Today, the 155th Air Refueling Wing (155 ARW) provides aerial refueling support to Air Force, Navy and Marine Corps and allied nation aircraft. In 2007, the 170th Group at Offutt AFB was formed. The 170th evolved from Detachment 1, Headquarters Nebraska ANG established in June 2002. Under this initiative, highly qualified ANG instructor aircrew integrate into the 338th Combat Training Squadron to provide initial qualification, re-qualification and upgrade training to active duty and ANG aircrew members. These functional areas include requirements, weapons and tactics, intelligence, base operations, weather, and aviation resource management.

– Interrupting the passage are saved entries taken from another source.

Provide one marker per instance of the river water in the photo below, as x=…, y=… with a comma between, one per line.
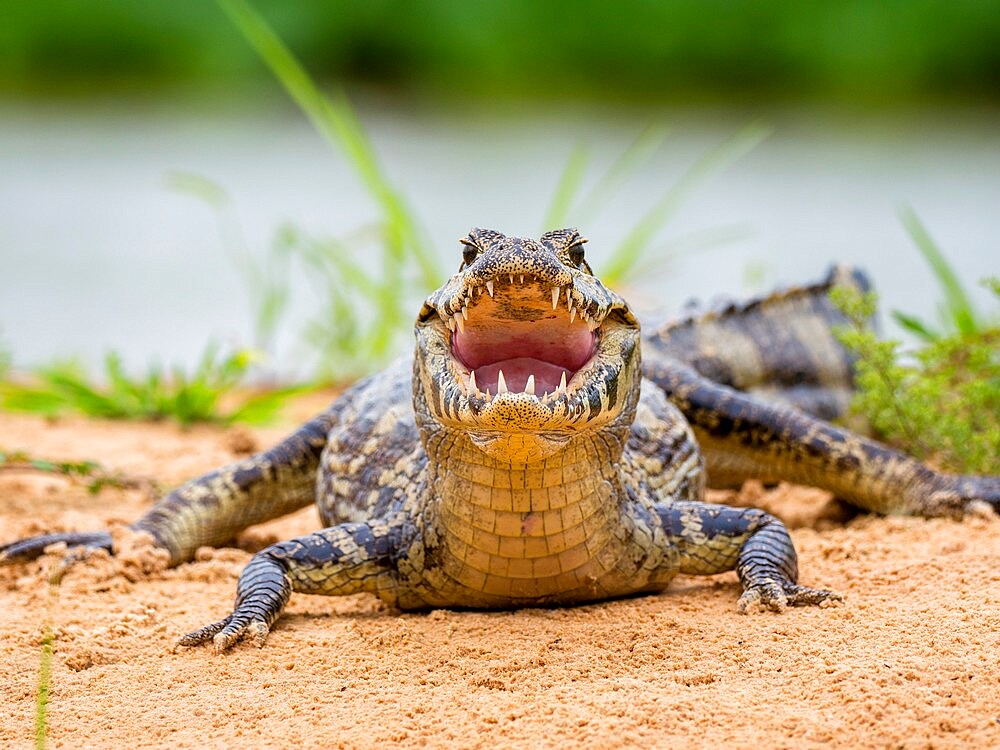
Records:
x=98, y=252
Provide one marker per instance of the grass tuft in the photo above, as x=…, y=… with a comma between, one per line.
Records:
x=942, y=401
x=184, y=397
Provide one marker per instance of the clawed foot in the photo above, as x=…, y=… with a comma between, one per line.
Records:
x=227, y=632
x=79, y=544
x=775, y=596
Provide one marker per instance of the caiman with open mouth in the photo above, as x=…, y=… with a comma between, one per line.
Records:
x=528, y=456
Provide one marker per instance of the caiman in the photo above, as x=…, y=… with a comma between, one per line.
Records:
x=528, y=456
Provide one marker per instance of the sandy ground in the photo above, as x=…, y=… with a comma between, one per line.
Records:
x=912, y=659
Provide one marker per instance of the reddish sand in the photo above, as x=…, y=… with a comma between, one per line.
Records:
x=911, y=659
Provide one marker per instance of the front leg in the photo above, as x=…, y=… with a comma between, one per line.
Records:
x=340, y=560
x=715, y=538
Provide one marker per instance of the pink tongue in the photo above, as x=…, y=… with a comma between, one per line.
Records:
x=516, y=372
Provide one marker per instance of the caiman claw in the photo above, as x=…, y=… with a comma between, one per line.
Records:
x=79, y=545
x=775, y=596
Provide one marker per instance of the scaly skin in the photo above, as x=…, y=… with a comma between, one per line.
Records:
x=444, y=482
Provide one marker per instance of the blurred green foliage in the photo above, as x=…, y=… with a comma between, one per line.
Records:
x=158, y=394
x=942, y=400
x=874, y=51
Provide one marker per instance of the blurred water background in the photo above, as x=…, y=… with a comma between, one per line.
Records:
x=474, y=110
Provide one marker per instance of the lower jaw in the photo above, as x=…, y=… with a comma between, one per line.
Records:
x=520, y=447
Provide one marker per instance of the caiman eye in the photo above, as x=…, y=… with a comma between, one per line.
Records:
x=469, y=253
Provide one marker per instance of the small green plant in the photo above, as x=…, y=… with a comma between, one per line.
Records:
x=94, y=476
x=44, y=683
x=942, y=401
x=567, y=208
x=178, y=395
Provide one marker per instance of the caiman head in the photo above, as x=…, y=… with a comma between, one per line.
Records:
x=524, y=348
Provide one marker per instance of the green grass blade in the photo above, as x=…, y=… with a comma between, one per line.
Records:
x=959, y=311
x=625, y=166
x=335, y=120
x=567, y=188
x=628, y=252
x=915, y=326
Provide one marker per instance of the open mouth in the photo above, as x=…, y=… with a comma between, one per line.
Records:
x=530, y=350
x=512, y=337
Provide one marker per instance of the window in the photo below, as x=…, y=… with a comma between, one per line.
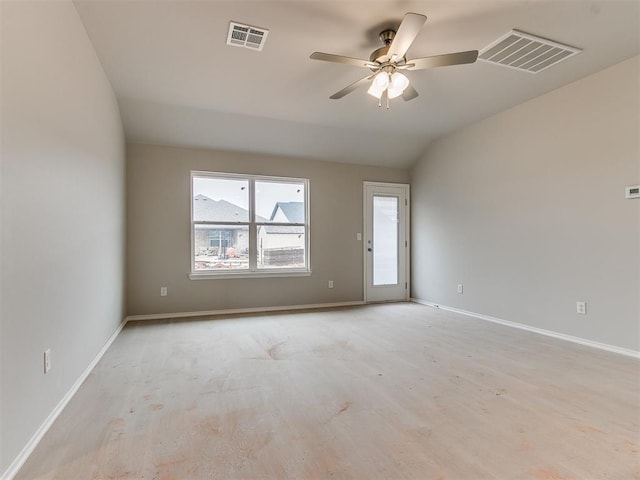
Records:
x=248, y=225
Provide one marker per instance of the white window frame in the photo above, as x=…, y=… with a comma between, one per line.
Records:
x=252, y=271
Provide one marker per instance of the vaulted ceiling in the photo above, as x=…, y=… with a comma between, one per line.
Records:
x=178, y=83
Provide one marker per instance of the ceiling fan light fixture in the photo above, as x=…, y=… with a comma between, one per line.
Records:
x=375, y=91
x=399, y=81
x=393, y=92
x=381, y=80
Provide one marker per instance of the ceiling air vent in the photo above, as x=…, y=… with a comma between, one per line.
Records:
x=527, y=52
x=246, y=36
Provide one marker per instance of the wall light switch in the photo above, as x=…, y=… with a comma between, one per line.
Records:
x=47, y=360
x=581, y=308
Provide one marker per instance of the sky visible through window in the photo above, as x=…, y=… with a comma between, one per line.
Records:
x=236, y=191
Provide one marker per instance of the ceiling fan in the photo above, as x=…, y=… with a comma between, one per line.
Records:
x=386, y=62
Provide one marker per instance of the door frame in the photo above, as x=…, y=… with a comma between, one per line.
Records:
x=368, y=227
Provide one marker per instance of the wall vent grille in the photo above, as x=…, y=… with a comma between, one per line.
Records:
x=526, y=52
x=246, y=36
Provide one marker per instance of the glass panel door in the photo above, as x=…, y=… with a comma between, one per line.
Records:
x=386, y=245
x=385, y=239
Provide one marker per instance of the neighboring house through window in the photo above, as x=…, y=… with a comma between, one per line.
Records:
x=248, y=225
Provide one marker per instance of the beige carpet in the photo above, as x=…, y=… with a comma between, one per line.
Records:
x=382, y=391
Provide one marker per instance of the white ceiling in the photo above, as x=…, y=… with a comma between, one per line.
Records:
x=178, y=83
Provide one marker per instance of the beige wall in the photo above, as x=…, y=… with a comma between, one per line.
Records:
x=527, y=210
x=159, y=231
x=62, y=213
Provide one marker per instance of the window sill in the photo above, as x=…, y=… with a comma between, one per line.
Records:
x=227, y=275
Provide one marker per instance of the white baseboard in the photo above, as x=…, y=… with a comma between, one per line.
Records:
x=28, y=449
x=549, y=333
x=235, y=311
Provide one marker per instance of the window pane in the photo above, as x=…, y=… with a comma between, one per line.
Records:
x=221, y=247
x=281, y=246
x=220, y=200
x=280, y=202
x=385, y=240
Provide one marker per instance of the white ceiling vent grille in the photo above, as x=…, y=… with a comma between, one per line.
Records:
x=246, y=36
x=527, y=52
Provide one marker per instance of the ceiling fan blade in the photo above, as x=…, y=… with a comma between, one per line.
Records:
x=407, y=32
x=443, y=60
x=328, y=57
x=350, y=88
x=409, y=93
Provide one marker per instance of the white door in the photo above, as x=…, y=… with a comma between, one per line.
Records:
x=386, y=242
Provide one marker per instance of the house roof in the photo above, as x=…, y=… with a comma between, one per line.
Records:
x=206, y=209
x=294, y=211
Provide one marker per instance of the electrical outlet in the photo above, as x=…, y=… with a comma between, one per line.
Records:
x=581, y=308
x=47, y=360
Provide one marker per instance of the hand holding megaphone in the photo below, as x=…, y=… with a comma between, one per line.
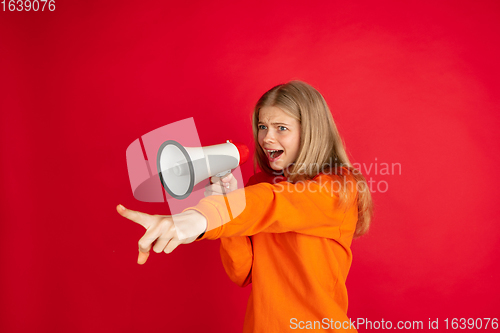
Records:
x=221, y=185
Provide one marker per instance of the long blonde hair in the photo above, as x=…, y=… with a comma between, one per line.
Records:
x=320, y=143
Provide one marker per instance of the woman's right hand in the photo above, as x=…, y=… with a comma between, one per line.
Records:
x=227, y=184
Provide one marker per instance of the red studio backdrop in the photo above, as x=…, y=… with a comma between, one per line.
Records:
x=413, y=88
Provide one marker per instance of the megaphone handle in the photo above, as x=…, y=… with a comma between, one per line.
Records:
x=220, y=175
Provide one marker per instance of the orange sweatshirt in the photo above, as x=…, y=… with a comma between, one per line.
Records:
x=292, y=242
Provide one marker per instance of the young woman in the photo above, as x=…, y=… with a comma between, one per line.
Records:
x=289, y=231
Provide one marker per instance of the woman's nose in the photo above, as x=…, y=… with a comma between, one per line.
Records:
x=269, y=138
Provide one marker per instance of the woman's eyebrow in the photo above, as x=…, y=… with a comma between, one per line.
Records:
x=277, y=123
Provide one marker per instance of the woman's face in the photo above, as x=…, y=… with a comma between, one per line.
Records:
x=279, y=137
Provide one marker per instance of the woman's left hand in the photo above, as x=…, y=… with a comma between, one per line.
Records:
x=161, y=229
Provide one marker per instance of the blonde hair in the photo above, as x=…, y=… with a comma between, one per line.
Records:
x=320, y=143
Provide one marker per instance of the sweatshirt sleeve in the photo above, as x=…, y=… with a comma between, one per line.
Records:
x=310, y=207
x=237, y=254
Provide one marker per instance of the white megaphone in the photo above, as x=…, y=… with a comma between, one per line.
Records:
x=181, y=168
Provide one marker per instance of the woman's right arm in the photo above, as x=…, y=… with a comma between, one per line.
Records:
x=236, y=252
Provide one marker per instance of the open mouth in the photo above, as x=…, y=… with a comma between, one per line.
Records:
x=274, y=154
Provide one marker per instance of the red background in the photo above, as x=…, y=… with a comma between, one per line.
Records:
x=414, y=83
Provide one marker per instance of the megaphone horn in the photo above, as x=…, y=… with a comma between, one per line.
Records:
x=181, y=168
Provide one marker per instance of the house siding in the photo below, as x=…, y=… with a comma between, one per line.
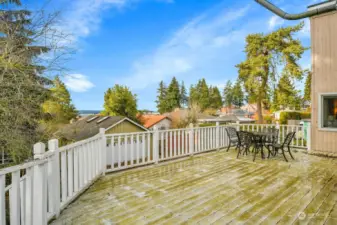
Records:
x=124, y=127
x=164, y=124
x=324, y=79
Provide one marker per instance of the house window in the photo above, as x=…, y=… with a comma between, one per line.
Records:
x=329, y=111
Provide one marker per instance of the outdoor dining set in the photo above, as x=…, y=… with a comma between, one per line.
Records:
x=255, y=142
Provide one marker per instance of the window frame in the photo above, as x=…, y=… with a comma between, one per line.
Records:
x=320, y=111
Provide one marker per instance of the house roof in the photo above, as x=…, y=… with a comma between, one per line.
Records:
x=89, y=126
x=320, y=4
x=149, y=121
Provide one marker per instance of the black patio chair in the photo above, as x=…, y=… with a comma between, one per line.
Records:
x=233, y=138
x=272, y=139
x=245, y=142
x=258, y=143
x=286, y=144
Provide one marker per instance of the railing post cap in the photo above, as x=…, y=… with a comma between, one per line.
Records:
x=39, y=150
x=53, y=144
x=102, y=130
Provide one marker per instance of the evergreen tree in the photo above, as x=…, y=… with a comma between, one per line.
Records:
x=22, y=86
x=237, y=95
x=307, y=87
x=161, y=98
x=194, y=96
x=215, y=98
x=59, y=104
x=287, y=96
x=263, y=53
x=228, y=94
x=173, y=95
x=183, y=95
x=119, y=101
x=203, y=94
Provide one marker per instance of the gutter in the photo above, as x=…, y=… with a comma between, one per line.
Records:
x=312, y=12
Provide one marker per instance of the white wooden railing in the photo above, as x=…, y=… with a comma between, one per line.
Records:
x=35, y=192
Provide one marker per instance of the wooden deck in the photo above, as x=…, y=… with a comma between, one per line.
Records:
x=213, y=188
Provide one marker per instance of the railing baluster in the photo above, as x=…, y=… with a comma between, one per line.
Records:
x=14, y=198
x=175, y=143
x=2, y=200
x=162, y=145
x=171, y=144
x=179, y=137
x=138, y=148
x=126, y=150
x=143, y=149
x=119, y=152
x=80, y=166
x=166, y=145
x=132, y=149
x=76, y=170
x=64, y=175
x=70, y=172
x=149, y=147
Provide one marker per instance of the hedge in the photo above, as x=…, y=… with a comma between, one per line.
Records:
x=285, y=116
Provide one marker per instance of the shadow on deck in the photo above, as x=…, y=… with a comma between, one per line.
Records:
x=213, y=188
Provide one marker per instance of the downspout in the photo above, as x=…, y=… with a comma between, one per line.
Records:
x=299, y=16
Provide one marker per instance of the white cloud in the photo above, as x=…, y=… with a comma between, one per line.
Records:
x=78, y=82
x=275, y=21
x=84, y=16
x=305, y=32
x=198, y=43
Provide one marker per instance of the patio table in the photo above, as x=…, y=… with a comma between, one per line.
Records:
x=259, y=140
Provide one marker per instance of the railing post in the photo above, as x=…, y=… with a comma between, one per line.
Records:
x=309, y=137
x=39, y=195
x=155, y=144
x=217, y=136
x=191, y=140
x=54, y=177
x=237, y=125
x=103, y=159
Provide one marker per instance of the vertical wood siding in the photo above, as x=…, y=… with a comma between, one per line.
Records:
x=324, y=79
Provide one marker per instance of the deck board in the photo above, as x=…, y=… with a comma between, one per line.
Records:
x=213, y=188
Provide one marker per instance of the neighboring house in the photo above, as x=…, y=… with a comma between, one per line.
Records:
x=323, y=28
x=324, y=81
x=160, y=121
x=227, y=119
x=89, y=126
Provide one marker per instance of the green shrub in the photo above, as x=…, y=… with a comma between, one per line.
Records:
x=285, y=116
x=268, y=119
x=206, y=124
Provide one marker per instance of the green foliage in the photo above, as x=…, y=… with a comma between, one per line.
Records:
x=119, y=101
x=228, y=94
x=200, y=95
x=215, y=98
x=183, y=95
x=307, y=87
x=265, y=53
x=286, y=94
x=267, y=119
x=59, y=105
x=22, y=86
x=237, y=94
x=285, y=116
x=173, y=95
x=161, y=98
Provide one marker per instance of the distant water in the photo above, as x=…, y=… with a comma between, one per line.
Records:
x=88, y=112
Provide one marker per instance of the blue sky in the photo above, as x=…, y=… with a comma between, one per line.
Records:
x=140, y=42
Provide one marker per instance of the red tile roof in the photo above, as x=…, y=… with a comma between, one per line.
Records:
x=151, y=120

After the September 11th, 2001 terrorist attacks on the United States, elements of every Air National Guard unit in Washington has been activated in support of the global war on terrorism. Flight crews, aircraft maintenance personnel, communications technicians, air controllers and air security personnel were engaged in Operation Noble Eagle air defense overflights of major United States cities. Also, Nebraska ANG units have been deployed overseas as part of Operation Enduring Freedom in Afghanistan and Operation Iraqi Freedom in Iraq as well as other locations as directed.